Cummings is a particularly polarising figure in British politics and his involvement in the Scientific Advisory Group for Emergencies (SAGE) drew immediate criticism from opposition parties who said it undermined the group’s credibility.
Johnson’s office said Cummings and another government adviser attended to improve government understanding, and that they occasionally asked questions or offered help when scientists mentioned problems within the government’s administrative machine.
“SAGE provides independent scientific advice to the government. Political advisers have no role in this,” a spokesman for Johnson’s office said.
“The scientists on SAGE are among the most eminent in their fields.
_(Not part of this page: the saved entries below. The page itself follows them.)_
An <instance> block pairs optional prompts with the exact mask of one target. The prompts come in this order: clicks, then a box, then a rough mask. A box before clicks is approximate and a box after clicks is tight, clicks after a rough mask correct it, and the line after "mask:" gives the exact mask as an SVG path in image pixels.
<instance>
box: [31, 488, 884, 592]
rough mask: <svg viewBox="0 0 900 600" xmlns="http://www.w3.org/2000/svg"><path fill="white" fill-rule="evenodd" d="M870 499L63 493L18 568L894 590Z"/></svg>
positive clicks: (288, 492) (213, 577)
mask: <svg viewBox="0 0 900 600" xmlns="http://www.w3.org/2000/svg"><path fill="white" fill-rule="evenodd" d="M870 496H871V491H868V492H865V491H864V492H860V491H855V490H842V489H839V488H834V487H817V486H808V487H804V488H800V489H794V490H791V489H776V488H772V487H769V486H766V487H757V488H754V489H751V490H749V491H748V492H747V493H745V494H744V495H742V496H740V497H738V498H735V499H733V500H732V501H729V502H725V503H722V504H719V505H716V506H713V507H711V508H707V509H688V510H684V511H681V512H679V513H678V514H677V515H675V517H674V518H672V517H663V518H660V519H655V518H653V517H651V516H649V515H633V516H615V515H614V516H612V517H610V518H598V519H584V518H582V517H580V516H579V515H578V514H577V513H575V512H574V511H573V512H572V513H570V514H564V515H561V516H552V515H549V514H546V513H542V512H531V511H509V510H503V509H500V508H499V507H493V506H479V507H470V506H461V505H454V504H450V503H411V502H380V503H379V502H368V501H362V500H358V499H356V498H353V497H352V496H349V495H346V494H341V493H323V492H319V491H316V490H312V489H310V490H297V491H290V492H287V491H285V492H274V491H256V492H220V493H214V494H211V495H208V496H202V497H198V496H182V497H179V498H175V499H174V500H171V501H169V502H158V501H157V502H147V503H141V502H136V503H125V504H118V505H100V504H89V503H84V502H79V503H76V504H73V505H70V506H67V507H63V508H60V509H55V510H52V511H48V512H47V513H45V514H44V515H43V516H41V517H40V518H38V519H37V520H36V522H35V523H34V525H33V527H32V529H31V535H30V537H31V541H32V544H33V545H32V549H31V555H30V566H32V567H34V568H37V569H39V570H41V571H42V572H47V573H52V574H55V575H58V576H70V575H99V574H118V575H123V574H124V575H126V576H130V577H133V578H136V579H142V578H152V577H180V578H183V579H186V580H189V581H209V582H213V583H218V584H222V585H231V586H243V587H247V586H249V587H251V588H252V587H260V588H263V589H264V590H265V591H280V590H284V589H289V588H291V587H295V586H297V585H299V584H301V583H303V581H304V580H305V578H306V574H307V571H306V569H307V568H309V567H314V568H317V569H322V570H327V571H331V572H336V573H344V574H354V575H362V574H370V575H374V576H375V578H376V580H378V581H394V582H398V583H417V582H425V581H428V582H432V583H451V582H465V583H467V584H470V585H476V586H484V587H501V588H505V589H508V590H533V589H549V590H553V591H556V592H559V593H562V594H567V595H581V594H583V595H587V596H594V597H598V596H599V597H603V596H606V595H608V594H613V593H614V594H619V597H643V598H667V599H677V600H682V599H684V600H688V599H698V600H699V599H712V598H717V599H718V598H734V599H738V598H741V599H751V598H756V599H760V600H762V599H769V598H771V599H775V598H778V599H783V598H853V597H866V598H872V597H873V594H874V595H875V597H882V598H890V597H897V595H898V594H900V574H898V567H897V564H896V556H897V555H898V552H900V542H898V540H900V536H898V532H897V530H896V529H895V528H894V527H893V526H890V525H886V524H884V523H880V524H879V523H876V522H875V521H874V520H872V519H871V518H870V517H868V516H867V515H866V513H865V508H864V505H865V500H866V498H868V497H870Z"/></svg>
It is factually wrong and damaging to sensible public debate to imply their advice is affected by government advisers listening to discussions.”
Cummings had attended some SAGE meetings and continues to listen to some of the group’s virtual meetings, it added.
Stephen Powis, the medical director of the National Health Service in England who participates in SAGE, said on Saturday he was not concerned about political involvement in the meetings.
“I have been confident that what happens at SAGE is a scientific discussion involving the scientists and the experts,” Powis told BBC Radio.
The Guardian said Cummings was present at a meeting on March 23, the day Johnson announced the most far-reaching peacetime restrictions on British daily life, pivoting sharply from a previously less proactive strategy that lagged European peers.
Cummings, a key architect of the successful campaign to leave the European Union ahead of a 2016 referendum, is reviled by his critics for what they say were ruthless tactics that rode roughshod over the facts.
Since being appointed as Johnson’s closest adviser inside Downing Street, he has also caused alarm among some civil servants who see him as an anti-system figure intent on disrupting the usual way of doing things.
The government has repeatedly stressed it followed scientific advice on handling the coronavirus outbreak, but faces growing criticism that its initial response was too slow.
By convention, the government has not named members of the SAGE committee.
“He is a political adviser, not a medical or scientific expert,” said Jonathan Ashworth, Labour’s health policy spokesman, referring to Cummings.
“If the public are to have confidence in the SAGE, the government must make clear Dominic Cummings can no longer participate or attend.”
Guidelines for SAGE published on the government website show membership should include representatives from a “wide range of scientific and technical specialities” and that the body “should not overly rely on specific experts”.
They also say SAGE should “include the most appropriate, rather than the most accessible experts.”